Unser Buch Alphabet des selbstbestimmten Lebens entsprang der Idee, mal was ganz Neues auszuprobieren. Wir wollten wissen: Brauchen wir einen Verlag? Brauchen wir den klassischen Buchhandel? Könnten wir ganz anders mit Layout und Illustrationen umgehen? Müssen die einzelnen Texte lang sein oder gibt es für uns auch passende kurze Formate? Alles in Allem: Kann das Publizieren für uns nicht auch ganz anders funktionieren? … Mal sehen!
Das Experiment läuft. Und vor ein paar Tagen haben wir beim Abendessen einem Freund davon erzählt. Was heißt erzählt … wir haben gejammert!
Nichts ist glatt gelaufen! Kurz nachdem die Druckdaten fertig waren, ging die Druckerei pleite. Die neue Druckerei, die wir kurzfristig aufgetrieben hatten, hing hinter dem Zeitplan her. Dann wurden die halbfertigen Bücher auch noch in die falsche Buchbinderei geliefert. Wir konnten dadurch den angekündigten Auslieferungstermin nicht mehr halten. Dann stellten wir fest, dass der Buchbinder nicht sauber gearbeitet hat: Bei einem Teil der Bücher schlug der Buchdeckel innen Blasen. Dann sollte das Buch endlich lieferbar sein, aber in allen Buchläden hieß es „nicht lieferbar“, was nicht gerade verkaufsfördernd ist. Wie sich herausstellte, waren die Bücher beim Großhändler aus irgendeinem Grund irgendwo im Lager gestrandet und noch nicht einsortiert und erfasst, also tatsächlich nicht lieferbar.
Jammer! Beschwer! Ärger!
Unser Freund, der ein Naturwissenschaftler und begnadeter Forscher ist, hörte sich das alles ruhig an. Aber dann eröffnete er uns seine Sicht auf unser Experiment: Aus seiner Perspektive ist unser Experiment bestens verlaufen.
„Wie jetzt? Bestens? Im Ernst?“
„Aber ja, was genau ist denn euer Problem? Warum jammert ihr denn? Ihr habt doch gerade gesagt, dass es ein Experiment ist. Also schaut es auch an wie ein Experiment!“
Und so bekamen wir beim Essen eine gründliche Lektion darüber, wie Wissenschaftler mit Fehlschlägen umgehen und was wir davon lernen können: Wenn Wissenschaftler ein Experiment durchführen, dann können alle möglichen Dinge passieren. Manche Ergebnisse stützen die Hypothese, manche widerlegen sie. Und manchmal kommt überhaupt kein Ergebnis raus, was auch schon wieder ein Ergebnis ist. Jedes Ergebnis ist ein Stück Information, das schlussendlich zu einer Antwort auf die Ausgangsfrage führt.

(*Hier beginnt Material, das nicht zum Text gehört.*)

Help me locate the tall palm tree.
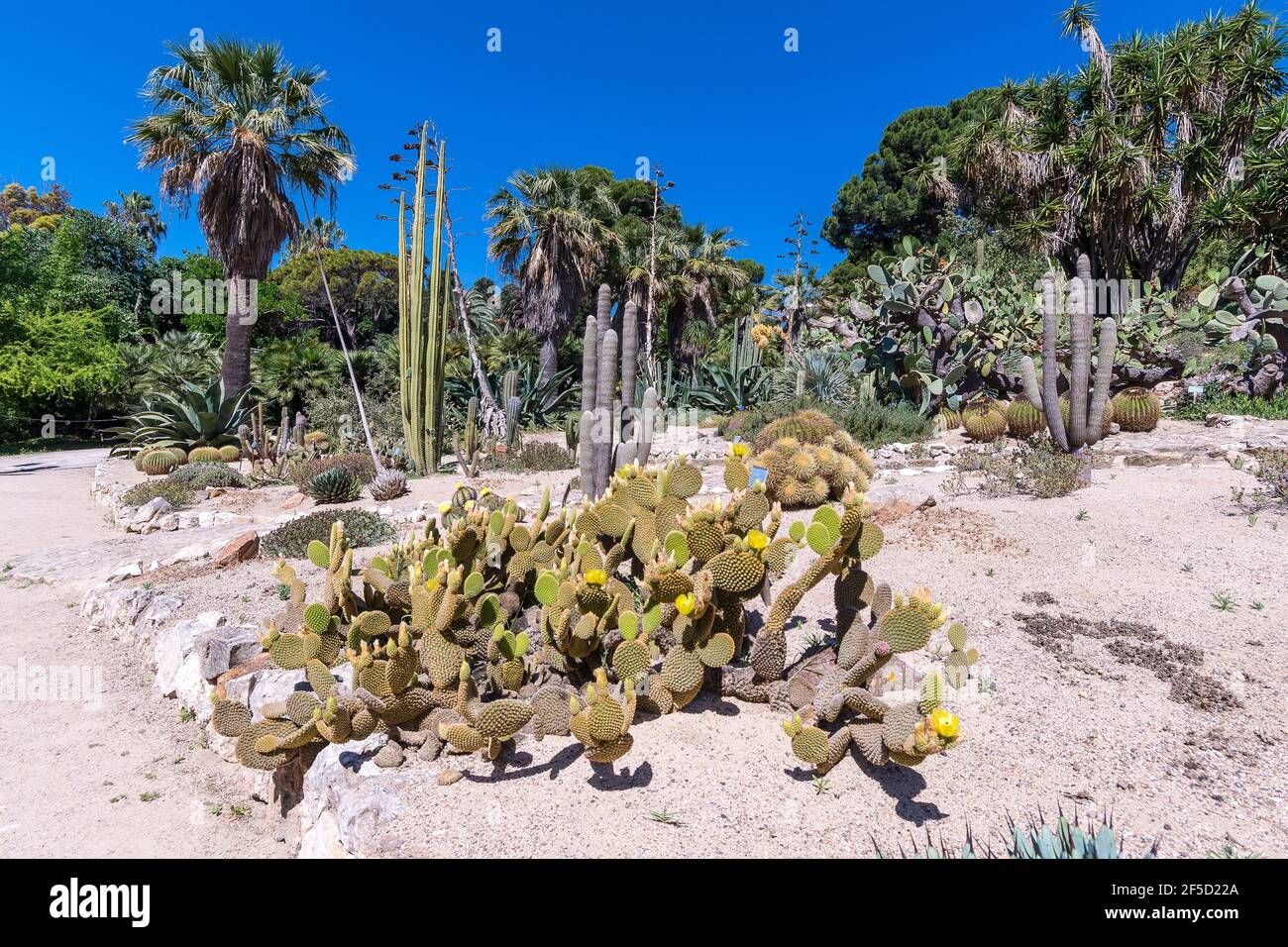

Das ist interessant, weil es so ganz anders ist als unsere übliche Sicht auf Experimente. Fehlschläge werden in der Wirtschaft oftmals synonym mit einem persönlichem Versagen gesehen: „Das hättest du doch wissen müssen!“ „Warum hast du nicht bedacht, dass…?“ usw.
Für einen Wissenschaftler aber ist ein fehlgeschlagenes Experiment kein Beweis dafür, dass er ein schlechter Wissenschaftler ist. Im Gegenteil! Herauszufinden, dass eine Hypothese falsch ist, ist mindestens so wertvoll, wie herauszufinden, dass sie richtig ist.
Also: Denke öfter wie ein Wissenschaftler!
Fehlschläge sind einfach nur Informationen, die dir helfen, die richtige Antwort zu finden.
Fehlschläge sind immer der Begleiter von Wachstum, Erkenntnis und Entwicklung.
Ein missglückter Versuch hat nichts mit uns als Person zu tun. Ein fehlgeschlagenes Experiment, das sind nicht wir. Aber auch: Ein geglücktes Experiment, das sind ebenfalls nicht wir! Das alles sind Informationen, die uns helfen zu wachsen, besser zu werden und für das nächste Experiment besser gerüstet zu sein.
P.S.: Unser Buch im Eigenverlag war wenige Wochen nach dem Abendessen im Handel. Nach wenigen Monaten konnten wir bereits die zweite Auflage nachdrucken. Nach 12 Monaten haben wir dann die Lizenz an den Kösel Verlag/ Randomhouse verkauft, die das Buch aktuell in einer neuen Gestaltung herausgeben.